Ковалев сперва поставил фотографию на полочку, чтобы не каждый входящий мог заметить ее, а потом, сердясь на себя: «Что же, я их должен стесняться?» — поставил ее на стол перед собою. Он разложил все по шкафам и полочкам, всю парфюмерию отнес в ванную, только после этого вызвал рассыльного и приказал разыскать замполита, старпома и командира БЧ-5, который по техническим вопросам не подчинялся старпому, к тому же Ковалеву хотелось еще раз услышать от самого Ведерникова о готовности главных и вспомогательных механизмов и гребных валов к походу. Он уже было вызвал вестового, чтобы тот принес чаю покрепче — вопросов накопилось много, и сидение предстояло долгое, — но тут же передумал: «Все, голуби, домашняя житуха закончилась, начинается настоящая служба. — Ковалев потянул носом воздух и засмеялся: тут, в каюте, еще пахло свежим бельем и одеколоном, и запахи эти были почти домашние. — А все-таки по стакану свежего чайку не помешает. Посидим в последний раз по-домашнему». Он нажал кнопку, и тотчас появился вестовой, сияя новой форменкой и белыми холщовыми штанами.
— Что у вас за вид? — брезгливо спросил Ковалев, оглядывая вестового. — И куда это вы вырядились?
— Постирал все к походу, товарищ командир.
— Приведите себя в порядок, принесите четыре прибора, печенье и чай.
— Есть, — поспешно сказал вестовой, у которого и чай еще не был заварен, и теперь вот еще надо было смотаться в кубрик и переодеться в синюю робу — во время авральных работ командир не терпел на корабле праздности.
Улыбаясь как всегда, первым появился Сокольников — он жил по соседству.
— Так и сияешь весь.

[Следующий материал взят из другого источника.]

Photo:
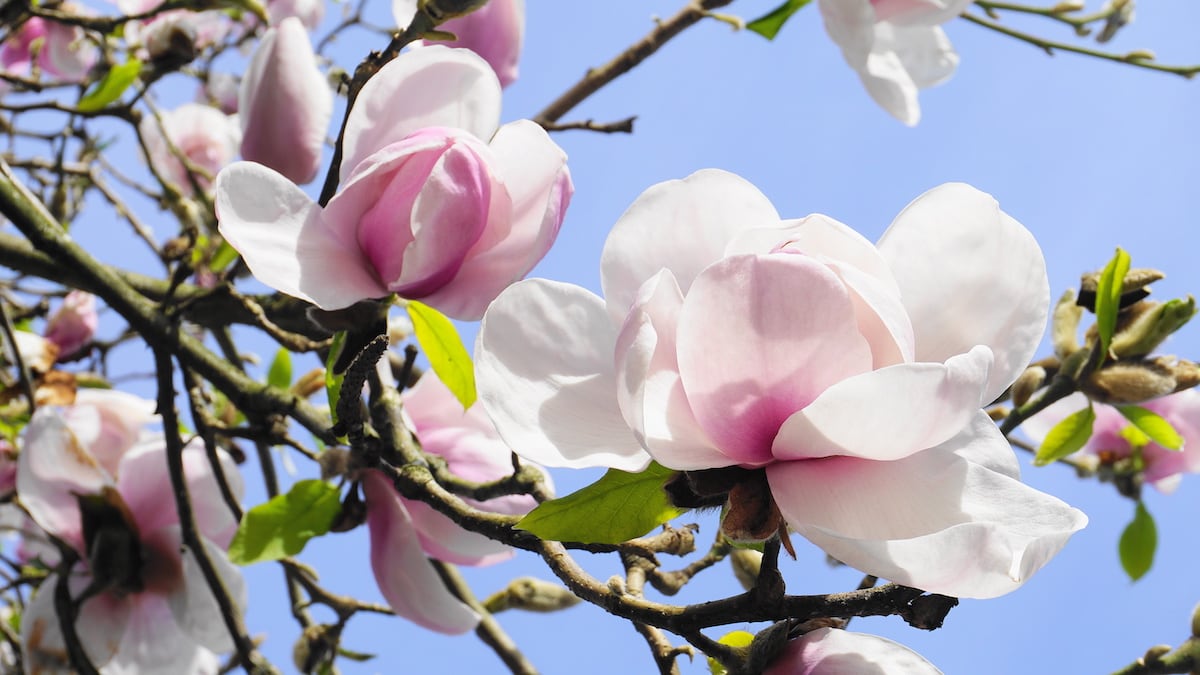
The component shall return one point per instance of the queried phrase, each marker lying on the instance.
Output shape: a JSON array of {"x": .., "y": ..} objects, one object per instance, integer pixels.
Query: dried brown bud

Неужто все выклянчил?
— Фирма веники не вяжет... Все уже на борту. Завтра проведем партийные и комсомольские собрания. Тебя прошу выступить в седьмой боевой части, чтобы особо с акустиками поговорить.
— Добро, — скупо сказал Ковалев.
Вторым пришел Бруснецов, этот прямо от двери, приняв стойку «смирно», доложил:
— Товарищ командир, корабль практически к походу готов.
— Проходи за стол — желанным гостем будешь. А что-то я не вижу нашего механика?